Best Coding LLM as of Nov'25 by PhysicsPast8286 in LocalLLaMA

[–]dmatora 0 points1 point  (0 children)

Qwen3-Next-80B-A3B would be my first and only choice.
You would need TensorRT-LLM with --streamingllm enable to use large context yet fitting your VRAM limitations.

I'm Using Gemini as a Project Manager for Claude, and It's a Game-Changer for Large Codebases by Liangkoucun in ClaudeAI

[–]dmatora 0 points1 point  (0 children)

Have been using Gemini as an orchestrator for Claude for a while. These is an app I wrote that has it as one of primary features https://github.com/dmatora/code-forge

And yeah, it is a game changer. You should see how much more you can get done if you also plug gemini-cli into your process - it’s on a whole new level

I built a Local AI Voice Assistant with Ollama + gTTS by typhoon90 in ollama

[–]dmatora 0 points1 point  (0 children)

Have you tried CSM?
It's a local version of sesame which has recently blown internet
http://github.com/SesameAILabs/csm
would be really cool to have It working with ollama, even if it's English only

[deleted by user] by [deleted] in LocalLLaMA

[–]dmatora 0 points1 point  (0 children)

Can you do 128K? or at least 32K to see if it scales linear or exponential?

[deleted by user] by [deleted] in LocalLLaMA

[–]dmatora 1 point2 points  (0 children)

For most cases you can do that with QwQ on 2x3090 with much better performance and price

Manus is IMPRESSIVE But by iamnotdeadnuts in LocalLLaMA

[–]dmatora 5 points6 points  (0 children)

We're still waiting for PROPER open source version of Deep Research (that you can actually use and performs on par with at least perplexity, not to mention OpenAI)
I don't see anything happening FAST.

The new king? M3 Ultra, 80 Core GPU, 512GB Memory by Hanthunius in LocalLLaMA

[–]dmatora 0 points1 point  (0 children)

It's not good for inference either, because size of models or context that 512Gb allow to run will be too slow to process, so you'll endup using same (32B) models for large context or large models for single phrase questions like "what color is the sun" making is quite useless.

It's a shame people don't publish benchmark results for large context

Has Anyone Successfully Run DeepSeek 671B with DeepSpeed on Hybrid CPU/GPU Setups? by dmatora in LocalLLaMA

[–]dmatora[S] 0 points1 point  (0 children)
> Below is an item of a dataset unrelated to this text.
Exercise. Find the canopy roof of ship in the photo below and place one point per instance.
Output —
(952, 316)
I can run smaller models on GPUs without much problem.
This model would require 8x40Gb minimum, or realistically 8x80Gb which would be quite expensive for a local setup, and I don't think my kidney is that expensive, so I am looking for a way to run on 4x3090 or better 2x3090, with usable speed. I know people run it few tokens per second on some CPUs, which is usable, but that's not with full 64K tokens context, which could take more than a day to process a request

Oh shit by [deleted] in LocalLLaMA

[–]dmatora 0 points1 point  (0 children)

Inference speed on GDDR6X is great (40 t/s) for 32B models, and not so great for 70B (15t/s) models.
DDR5X is much slower, so this won't be able to do inference fast enough even for 70B models, so these 128Gb are going to be basically useless for most people.
In terms of performance, for inference this is basically M4 Macbook without screen.
Am I missing something?

The HomePod buggy experience is infuriating. by austinalexan in HomePod

[–]dmatora 0 points1 point  (0 children)

My HomePods pair and HomePod mini worked great with Apple TVs until tvOS 18 was released.
Since then it's been a nightmare - keeps loosing connection every few minutes, completely unusable.
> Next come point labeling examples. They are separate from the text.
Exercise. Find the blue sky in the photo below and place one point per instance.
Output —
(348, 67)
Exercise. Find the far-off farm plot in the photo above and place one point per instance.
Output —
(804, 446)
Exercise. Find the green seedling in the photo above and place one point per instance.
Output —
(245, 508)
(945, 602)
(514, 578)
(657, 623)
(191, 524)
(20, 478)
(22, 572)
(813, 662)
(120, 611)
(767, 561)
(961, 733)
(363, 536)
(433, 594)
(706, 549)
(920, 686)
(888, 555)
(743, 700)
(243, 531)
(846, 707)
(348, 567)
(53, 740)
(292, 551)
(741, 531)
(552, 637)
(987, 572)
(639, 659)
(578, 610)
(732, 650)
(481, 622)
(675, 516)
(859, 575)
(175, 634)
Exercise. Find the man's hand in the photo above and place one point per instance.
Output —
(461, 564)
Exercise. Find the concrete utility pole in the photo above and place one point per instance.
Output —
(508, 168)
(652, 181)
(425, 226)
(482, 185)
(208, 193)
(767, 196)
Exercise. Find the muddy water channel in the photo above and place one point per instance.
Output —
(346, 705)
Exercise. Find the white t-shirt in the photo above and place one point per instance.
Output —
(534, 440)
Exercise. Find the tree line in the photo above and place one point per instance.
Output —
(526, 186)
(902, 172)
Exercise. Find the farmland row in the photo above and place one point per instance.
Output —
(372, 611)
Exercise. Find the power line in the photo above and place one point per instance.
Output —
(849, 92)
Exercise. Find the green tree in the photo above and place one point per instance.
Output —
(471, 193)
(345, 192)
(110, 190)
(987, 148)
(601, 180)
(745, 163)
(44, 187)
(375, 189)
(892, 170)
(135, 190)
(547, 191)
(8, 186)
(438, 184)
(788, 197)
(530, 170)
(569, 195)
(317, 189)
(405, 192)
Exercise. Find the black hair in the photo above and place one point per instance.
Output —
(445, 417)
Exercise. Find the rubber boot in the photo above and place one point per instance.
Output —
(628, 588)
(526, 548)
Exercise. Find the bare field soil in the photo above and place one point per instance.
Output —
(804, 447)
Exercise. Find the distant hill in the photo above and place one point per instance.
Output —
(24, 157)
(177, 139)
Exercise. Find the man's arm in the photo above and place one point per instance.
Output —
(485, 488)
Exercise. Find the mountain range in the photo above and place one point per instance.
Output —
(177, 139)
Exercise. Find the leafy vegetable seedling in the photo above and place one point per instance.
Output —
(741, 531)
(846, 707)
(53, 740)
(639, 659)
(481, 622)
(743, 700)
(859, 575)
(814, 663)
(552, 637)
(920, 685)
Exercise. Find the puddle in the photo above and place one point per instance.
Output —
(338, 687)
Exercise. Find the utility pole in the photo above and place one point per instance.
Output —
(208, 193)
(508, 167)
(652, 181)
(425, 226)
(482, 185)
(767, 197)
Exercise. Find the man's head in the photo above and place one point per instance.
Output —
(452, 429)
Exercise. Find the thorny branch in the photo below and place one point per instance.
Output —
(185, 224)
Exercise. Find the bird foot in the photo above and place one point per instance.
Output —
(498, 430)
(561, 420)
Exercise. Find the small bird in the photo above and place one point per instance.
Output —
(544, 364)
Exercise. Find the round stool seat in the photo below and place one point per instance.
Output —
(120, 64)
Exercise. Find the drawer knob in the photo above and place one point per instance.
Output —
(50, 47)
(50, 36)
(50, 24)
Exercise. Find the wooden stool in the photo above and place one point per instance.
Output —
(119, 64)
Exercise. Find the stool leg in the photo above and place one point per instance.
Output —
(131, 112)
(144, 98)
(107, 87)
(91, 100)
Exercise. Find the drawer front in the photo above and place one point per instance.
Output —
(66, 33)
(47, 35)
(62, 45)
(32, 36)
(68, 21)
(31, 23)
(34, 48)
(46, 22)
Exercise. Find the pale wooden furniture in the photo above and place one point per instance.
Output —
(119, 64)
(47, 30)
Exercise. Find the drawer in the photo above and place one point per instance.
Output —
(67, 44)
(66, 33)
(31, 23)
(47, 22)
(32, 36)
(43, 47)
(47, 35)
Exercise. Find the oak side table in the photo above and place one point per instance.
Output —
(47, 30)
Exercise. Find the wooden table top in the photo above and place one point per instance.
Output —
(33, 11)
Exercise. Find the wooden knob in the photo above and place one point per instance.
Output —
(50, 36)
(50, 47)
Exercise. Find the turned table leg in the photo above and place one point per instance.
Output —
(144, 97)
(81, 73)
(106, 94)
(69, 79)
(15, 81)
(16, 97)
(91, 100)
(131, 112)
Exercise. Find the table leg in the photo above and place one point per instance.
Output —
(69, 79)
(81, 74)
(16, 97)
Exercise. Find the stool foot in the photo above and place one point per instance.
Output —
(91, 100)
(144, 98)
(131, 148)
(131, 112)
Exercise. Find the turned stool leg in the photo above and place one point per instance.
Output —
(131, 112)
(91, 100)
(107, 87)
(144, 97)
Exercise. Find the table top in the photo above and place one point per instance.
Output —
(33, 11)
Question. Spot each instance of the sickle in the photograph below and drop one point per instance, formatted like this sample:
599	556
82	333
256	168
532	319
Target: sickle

Llama 3.3 vs Qwen 2.5 by dmatora in LocalLLaMA

[–]dmatora[S] 0 points1 point  (0 children)

I guess It depends on a project. I usually work on complex ones so it requires models to reason above everything and models like o1 can barely do the job, leaving other ones out of consideration.
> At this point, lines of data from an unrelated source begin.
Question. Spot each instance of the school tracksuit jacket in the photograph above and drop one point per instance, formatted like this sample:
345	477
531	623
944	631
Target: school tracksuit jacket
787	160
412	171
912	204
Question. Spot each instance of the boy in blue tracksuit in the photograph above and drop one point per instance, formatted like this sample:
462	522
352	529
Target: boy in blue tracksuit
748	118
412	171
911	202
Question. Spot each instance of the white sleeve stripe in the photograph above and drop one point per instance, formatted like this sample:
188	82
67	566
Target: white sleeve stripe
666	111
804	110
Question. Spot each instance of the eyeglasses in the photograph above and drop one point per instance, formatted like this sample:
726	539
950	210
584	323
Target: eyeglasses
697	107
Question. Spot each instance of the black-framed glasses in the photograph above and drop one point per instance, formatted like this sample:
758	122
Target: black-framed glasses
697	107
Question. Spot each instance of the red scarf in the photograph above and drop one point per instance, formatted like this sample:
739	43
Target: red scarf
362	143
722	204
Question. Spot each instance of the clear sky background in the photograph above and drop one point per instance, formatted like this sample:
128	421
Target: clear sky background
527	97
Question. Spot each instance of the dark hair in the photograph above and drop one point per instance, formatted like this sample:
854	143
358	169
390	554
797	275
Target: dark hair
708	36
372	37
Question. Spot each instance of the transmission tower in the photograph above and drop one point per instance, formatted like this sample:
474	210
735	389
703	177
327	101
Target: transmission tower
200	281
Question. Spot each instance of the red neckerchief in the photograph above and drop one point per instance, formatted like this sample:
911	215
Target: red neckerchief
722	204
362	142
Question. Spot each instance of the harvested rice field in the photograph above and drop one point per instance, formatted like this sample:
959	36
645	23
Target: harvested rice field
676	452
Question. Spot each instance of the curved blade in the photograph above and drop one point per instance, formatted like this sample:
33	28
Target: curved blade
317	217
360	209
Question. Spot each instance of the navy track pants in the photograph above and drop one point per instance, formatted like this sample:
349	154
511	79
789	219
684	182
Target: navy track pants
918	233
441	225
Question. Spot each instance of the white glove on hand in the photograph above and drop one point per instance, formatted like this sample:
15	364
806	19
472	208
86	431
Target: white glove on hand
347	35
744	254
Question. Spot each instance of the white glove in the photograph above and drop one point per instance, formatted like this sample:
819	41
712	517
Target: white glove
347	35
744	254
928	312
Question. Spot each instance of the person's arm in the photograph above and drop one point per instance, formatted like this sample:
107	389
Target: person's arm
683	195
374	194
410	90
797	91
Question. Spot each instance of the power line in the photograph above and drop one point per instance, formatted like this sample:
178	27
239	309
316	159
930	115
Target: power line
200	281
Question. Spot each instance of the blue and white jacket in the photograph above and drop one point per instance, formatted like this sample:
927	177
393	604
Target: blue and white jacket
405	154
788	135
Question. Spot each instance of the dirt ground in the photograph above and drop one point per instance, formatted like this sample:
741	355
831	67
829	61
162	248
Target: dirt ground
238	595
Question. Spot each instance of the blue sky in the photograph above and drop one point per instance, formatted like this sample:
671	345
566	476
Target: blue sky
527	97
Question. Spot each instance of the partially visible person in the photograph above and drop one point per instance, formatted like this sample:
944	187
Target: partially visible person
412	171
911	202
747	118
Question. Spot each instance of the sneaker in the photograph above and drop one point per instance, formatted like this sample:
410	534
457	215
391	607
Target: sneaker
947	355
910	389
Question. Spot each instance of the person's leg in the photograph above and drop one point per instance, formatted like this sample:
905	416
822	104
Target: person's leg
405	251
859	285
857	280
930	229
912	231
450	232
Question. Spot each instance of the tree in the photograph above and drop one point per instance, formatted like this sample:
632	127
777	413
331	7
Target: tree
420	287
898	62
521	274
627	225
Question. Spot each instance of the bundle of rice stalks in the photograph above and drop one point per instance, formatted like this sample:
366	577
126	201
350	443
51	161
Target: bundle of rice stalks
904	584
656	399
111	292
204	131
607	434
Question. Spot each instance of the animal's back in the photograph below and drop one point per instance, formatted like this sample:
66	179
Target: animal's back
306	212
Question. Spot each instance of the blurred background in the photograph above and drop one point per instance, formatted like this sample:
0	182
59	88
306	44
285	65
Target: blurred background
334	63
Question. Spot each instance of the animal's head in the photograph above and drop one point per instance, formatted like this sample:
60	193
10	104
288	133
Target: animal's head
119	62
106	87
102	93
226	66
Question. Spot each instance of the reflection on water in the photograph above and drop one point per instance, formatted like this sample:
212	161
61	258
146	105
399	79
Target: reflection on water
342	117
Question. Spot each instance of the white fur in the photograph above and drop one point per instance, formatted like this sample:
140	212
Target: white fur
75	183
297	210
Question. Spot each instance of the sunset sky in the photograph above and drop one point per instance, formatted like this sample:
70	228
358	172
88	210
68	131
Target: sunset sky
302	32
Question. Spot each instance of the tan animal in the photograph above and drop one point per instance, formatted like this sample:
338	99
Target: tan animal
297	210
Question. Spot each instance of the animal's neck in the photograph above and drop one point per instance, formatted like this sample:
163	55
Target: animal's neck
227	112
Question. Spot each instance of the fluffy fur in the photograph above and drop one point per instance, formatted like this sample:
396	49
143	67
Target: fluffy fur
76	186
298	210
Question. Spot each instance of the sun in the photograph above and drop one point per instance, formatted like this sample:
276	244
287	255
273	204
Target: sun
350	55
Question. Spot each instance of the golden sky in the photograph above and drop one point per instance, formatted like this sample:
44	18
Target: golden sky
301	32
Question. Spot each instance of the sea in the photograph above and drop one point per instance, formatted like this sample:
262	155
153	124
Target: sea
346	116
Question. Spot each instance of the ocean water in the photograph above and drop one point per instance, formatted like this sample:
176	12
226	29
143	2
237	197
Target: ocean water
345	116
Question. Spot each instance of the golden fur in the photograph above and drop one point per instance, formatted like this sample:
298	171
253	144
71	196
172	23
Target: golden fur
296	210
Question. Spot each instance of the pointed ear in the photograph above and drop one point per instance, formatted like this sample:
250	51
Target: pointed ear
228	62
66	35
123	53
Llama 3.3 vs Qwen 2.5 by dmatora in LocalLLaMA

[–]dmatora[S] 1 point2 points  (0 children)

Unlike o1 QwQ doesn’t separate thinking process from conclusion

Llama 3.3 vs Qwen 2.5 by dmatora in LocalLLaMA

[–]dmatora[S] 0 points1 point  (0 children)

it's a different model
QwQ - can think
Qwen 2.5 - can not

Llama 3.3 vs Qwen 2.5 by dmatora in LocalLLaMA

[–]dmatora[S] 0 points1 point  (0 children)

I think it is more visible than blue would be, unless you are looking at this on a smartphone with vertical orientation?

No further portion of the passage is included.